Kim’s advice to us as students was to make use of the resources available to us because Monterey is a great location to be studying language and learning about the world. Personally, she said that the various seminars she actively attended opened her horizons in directions that she had not considered.

At the end of the talk, we had a short Q&A session (this was all in Korean):

  1. Q: Did you come from Korea? And how did your visa situation work out?
    1. Yes, I am from Korea. I had an H-visa when I worked at the Defense Language Institute and received a deployment G-visa from the UN as an international staff member.
  2. Q: What is your day-to-day like?
    1. Since the Department of Safety and Security deals with safety and security, professional staff must keep up-to-date on issues that took place the night before. This is our first task. Then we have division section meetings about two to three times a week. The reason for the frequent meetings is that everything in the UN occurs through consultation. This is the culture of our working environment. Since I am a program evaluator, I also have to write many reports. Lastly, even if I am at the headquarters, I need to make calls to other countries so I often have to work late or in the early morning.
  3. Q: How long did it take you to get the position and start working?
    1. It took one year for me to receive news that I had been accepted but the entire process took about two. The acceptance process is case-by-case. Sometimes it may only take six months. In other cases, the process could take four to five years. It is a good idea to find another job while applying for the UN.
  4. Q: Although Korean is not one of the six official languages, some of us would really like to work at the UN. Do you have any tips for us?
    1. You will not be able to work at the UN with a Korean TI degree if you want to work as a translator or interpreter. However, you can apply to other non-language-related positions using other educational background and work experience.
  5. Q: If you could be a student again, what would you do differently?
    1. If I could be a student again, I would study less. I would attend more talks, seminars and conferences. I would go listen to lectures at Stanford and other nearby universities. There are so many opportunities here in Monterey. I would try to take advantage of these chances.

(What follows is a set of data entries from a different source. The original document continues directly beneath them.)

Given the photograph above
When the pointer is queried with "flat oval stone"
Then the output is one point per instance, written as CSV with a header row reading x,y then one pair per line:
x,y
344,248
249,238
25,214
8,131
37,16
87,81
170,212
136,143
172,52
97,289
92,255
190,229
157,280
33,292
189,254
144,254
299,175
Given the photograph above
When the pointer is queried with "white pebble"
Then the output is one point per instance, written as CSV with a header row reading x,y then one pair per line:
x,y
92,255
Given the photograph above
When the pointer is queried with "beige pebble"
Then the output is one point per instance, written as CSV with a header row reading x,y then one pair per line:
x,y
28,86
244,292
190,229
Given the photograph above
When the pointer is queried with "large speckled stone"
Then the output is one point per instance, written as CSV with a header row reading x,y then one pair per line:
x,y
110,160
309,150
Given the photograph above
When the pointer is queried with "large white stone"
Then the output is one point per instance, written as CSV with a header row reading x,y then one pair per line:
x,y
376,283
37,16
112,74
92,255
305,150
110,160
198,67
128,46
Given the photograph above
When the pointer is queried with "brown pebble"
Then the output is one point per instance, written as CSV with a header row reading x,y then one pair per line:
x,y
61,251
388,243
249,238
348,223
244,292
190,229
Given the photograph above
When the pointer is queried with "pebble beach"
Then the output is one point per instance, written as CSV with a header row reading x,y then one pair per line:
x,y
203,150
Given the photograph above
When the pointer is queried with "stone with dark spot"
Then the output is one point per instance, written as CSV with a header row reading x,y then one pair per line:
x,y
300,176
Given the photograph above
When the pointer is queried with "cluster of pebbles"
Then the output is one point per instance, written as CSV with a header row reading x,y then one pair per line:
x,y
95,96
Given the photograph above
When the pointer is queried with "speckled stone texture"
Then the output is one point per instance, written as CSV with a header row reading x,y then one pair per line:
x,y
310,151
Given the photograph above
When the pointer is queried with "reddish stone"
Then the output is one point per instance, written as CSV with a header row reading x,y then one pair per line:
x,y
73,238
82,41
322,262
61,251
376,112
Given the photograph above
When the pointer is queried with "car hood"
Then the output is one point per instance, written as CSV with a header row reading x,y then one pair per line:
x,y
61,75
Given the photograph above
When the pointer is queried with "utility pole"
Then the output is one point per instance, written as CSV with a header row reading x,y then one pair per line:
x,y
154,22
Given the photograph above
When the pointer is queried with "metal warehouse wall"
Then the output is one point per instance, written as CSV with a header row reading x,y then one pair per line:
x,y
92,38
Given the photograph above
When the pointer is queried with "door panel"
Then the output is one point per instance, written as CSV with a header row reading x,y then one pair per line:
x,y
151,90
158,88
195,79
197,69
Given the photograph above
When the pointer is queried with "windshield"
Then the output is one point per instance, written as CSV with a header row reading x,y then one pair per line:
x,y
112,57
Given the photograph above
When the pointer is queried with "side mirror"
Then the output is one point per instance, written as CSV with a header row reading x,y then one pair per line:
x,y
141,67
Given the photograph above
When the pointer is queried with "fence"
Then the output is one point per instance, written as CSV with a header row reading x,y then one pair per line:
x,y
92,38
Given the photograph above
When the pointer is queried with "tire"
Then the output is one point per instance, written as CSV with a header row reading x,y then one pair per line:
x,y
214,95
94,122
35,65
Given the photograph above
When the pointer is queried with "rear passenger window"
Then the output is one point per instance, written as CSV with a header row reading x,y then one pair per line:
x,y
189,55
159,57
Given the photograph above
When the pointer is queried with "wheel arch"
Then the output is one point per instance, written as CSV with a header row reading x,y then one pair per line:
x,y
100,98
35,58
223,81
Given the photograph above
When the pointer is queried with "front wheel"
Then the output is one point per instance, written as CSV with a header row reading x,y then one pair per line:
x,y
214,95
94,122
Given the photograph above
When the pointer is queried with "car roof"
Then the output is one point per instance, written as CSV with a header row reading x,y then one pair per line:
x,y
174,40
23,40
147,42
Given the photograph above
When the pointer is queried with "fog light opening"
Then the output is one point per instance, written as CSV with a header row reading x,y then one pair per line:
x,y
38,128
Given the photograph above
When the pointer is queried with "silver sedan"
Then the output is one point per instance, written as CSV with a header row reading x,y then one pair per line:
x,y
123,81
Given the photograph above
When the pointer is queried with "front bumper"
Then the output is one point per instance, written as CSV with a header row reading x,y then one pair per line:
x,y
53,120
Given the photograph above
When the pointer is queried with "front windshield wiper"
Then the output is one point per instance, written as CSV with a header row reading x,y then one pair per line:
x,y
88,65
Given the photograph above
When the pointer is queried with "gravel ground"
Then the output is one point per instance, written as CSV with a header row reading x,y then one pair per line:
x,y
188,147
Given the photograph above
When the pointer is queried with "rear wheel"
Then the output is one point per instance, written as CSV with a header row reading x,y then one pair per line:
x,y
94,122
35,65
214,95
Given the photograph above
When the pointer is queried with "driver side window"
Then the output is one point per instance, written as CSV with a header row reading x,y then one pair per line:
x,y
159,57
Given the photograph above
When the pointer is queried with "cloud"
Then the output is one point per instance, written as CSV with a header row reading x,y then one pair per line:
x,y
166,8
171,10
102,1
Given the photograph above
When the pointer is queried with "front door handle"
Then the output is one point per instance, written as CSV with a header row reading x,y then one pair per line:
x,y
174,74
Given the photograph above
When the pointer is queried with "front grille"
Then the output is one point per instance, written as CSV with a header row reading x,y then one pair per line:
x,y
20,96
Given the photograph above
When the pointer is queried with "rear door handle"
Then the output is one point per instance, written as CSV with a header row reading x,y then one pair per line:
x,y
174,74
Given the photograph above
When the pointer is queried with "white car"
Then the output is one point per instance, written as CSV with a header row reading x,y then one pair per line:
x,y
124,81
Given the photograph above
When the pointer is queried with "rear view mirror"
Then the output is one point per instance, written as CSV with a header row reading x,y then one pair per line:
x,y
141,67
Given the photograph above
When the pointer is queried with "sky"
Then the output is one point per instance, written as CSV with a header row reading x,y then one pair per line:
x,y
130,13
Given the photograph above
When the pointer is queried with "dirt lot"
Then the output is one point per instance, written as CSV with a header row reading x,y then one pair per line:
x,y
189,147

Sunglim Kim ended her talk with an anecdote. She said that she used to work under a French director at the UN who enjoyed making impromptu visits to nearby events. They once dropped in on a press conference where the director knew little about the subject being discussed. However, the director listened carefully and even asked a question before leaving. As they left the room, the director said, “Through my question, I’ve made friends with the speaker and with everyone in the audience.” Kim left us with the advice to try to leave our footprint and make an impact wherever we go.

Kim’s talk was quite informative and eye opening for many of us. It is always wonderful when an alum visits to share their time and experiences with us!